Même si le pragmatisme constitue l’épine dorsale de ces propositions, le passé nous enseigne par avance les résultats. Aux mêmes problèmes, on tente de répondre par les mêmes solutions : aide à l’installation, cumul emploi-retraite, doublement des maisons de santé, télémédecine, activité à temps partiel,… tout y est ou presque, sauf la coercition.

Coercition, le mot qui fâche dans une profession qui se veut libérale dans son exercice et en même temps financée par la solidarité nationale.

La coercition, tous les gouvernements qui se sont succédé y ont renoncé et celui d’Édouard Philippe aussi : la liberté d’installation restera la règle et le numerus clausus n’augmentera pas. Ce n’est d’ailleurs pas nécessaire, le nombre de médecins par habitant étant… suffisant à l’échelle nationale. Mais c’est dans le détail que le bât blesse et continuera à blesser : les déserts médicaux continueront d’avancer comme le Sahel en Afrique !

Les élus locaux, qui puisent sur les deniers publics pour répondre tout à la fois aux demandes de leurs concitoyens de pouvoir accéder aux soins à proximité, comme aux professionnels d’exercer en groupe, continueront ainsi à chercher désespérément l’oiseau rare en Roumanie, au Portugal ou ailleurs, dans l’espoir qu’entre-temps enfin un étudiant découvre les charmes de l’exercice en milieu rural attiré par d’autres attraits.

Le Président des Maires ruraux, Vanik Berberian, parle d’un « entre-deux à inventer » entre incitation et coercition.

Personnellement, je pense qu’à l’instar d’autres professions médicales, comme les infirmiers libéraux, il eût été possible de commencer par interdire l’installation dans des zones déjà sur-dotées, comme dans le Sud-Est ou la façade Atlantique.

On me rétorquera que l’on va créer un marché entre entrant et sortant du corps médical.

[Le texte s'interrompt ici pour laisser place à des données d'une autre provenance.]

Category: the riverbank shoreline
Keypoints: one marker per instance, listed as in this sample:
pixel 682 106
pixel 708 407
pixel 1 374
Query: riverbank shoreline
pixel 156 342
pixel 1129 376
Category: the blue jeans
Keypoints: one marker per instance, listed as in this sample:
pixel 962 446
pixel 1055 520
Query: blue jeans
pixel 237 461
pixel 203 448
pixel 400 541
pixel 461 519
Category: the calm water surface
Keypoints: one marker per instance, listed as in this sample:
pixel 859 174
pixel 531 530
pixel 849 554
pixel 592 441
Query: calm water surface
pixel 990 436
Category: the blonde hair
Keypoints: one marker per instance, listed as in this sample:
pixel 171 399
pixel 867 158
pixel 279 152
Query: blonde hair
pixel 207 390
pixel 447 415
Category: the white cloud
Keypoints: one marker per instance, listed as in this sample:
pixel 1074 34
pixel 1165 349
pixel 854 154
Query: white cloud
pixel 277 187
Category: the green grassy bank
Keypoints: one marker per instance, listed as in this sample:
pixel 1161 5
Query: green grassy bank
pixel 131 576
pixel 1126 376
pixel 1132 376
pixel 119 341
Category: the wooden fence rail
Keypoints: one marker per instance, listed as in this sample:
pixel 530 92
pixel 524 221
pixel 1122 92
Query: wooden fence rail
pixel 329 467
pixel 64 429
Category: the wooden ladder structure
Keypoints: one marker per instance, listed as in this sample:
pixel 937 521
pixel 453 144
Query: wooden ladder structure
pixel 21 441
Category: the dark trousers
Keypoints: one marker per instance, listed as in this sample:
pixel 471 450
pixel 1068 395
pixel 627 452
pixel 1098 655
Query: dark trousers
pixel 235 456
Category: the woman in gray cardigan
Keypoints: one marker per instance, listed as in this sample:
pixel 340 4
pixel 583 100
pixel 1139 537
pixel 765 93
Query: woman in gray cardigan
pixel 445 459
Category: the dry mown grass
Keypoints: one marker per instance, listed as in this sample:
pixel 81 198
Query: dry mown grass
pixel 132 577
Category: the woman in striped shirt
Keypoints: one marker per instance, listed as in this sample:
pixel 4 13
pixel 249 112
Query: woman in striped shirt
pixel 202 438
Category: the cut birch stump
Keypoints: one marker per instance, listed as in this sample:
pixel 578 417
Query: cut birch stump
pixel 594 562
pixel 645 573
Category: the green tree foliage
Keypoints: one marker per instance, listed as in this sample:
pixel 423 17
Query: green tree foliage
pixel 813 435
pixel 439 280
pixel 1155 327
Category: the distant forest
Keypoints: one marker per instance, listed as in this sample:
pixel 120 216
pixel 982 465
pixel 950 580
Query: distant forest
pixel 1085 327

Cela signifierait alors que le patient deviendrait un client, mais ce « mot » ne devrait pas appartenir au vocabulaire de ceux qui ont prononcé le serment d’Hippocrate.

Et cela se réglemente ; les pas de porte sont prohibés en agriculture, même si nous le savons la règle est parfois détournée. Il suffirait alors de demander à l’Agence régionale de Santé de surveiller les transactions.

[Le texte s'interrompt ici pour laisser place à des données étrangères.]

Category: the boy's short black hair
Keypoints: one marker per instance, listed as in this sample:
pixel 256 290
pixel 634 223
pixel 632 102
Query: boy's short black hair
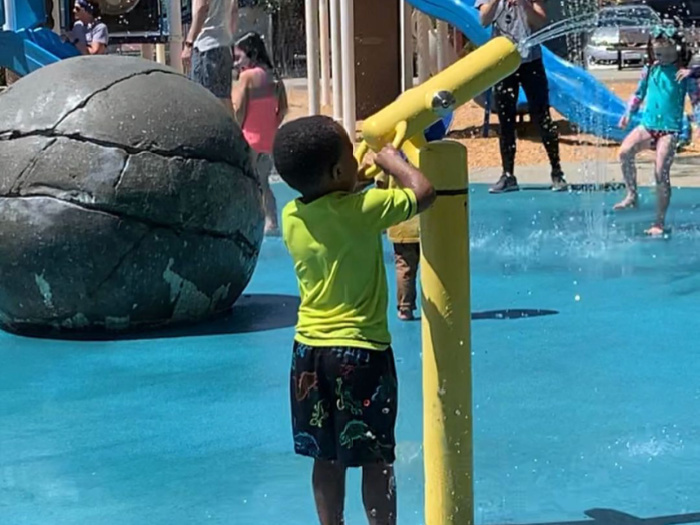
pixel 306 150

J’ajoute que ce déséquilibre existe aussi dans d’autres professions, comme dans le monde du droit où l’accès à certaines professions est réglementé. Le législateur a du intervenir en 2016 pour accroître la présence de notaires dans des secteurs sous-dotés. C’est de l’accès au droit dont il est question en ce domaine.

L’accès aux soins ne mérite t-il pas aussi que la puissance publique intervienne, surtout quand c’est notre modèle social de solidarité qui l’exige ?

En attendant que cela ne survienne, ce sont nos concitoyens les plus fragiles qui vont le plus souffrir de cette inégalité territoriale, une véritable injustice au XXIe siècle.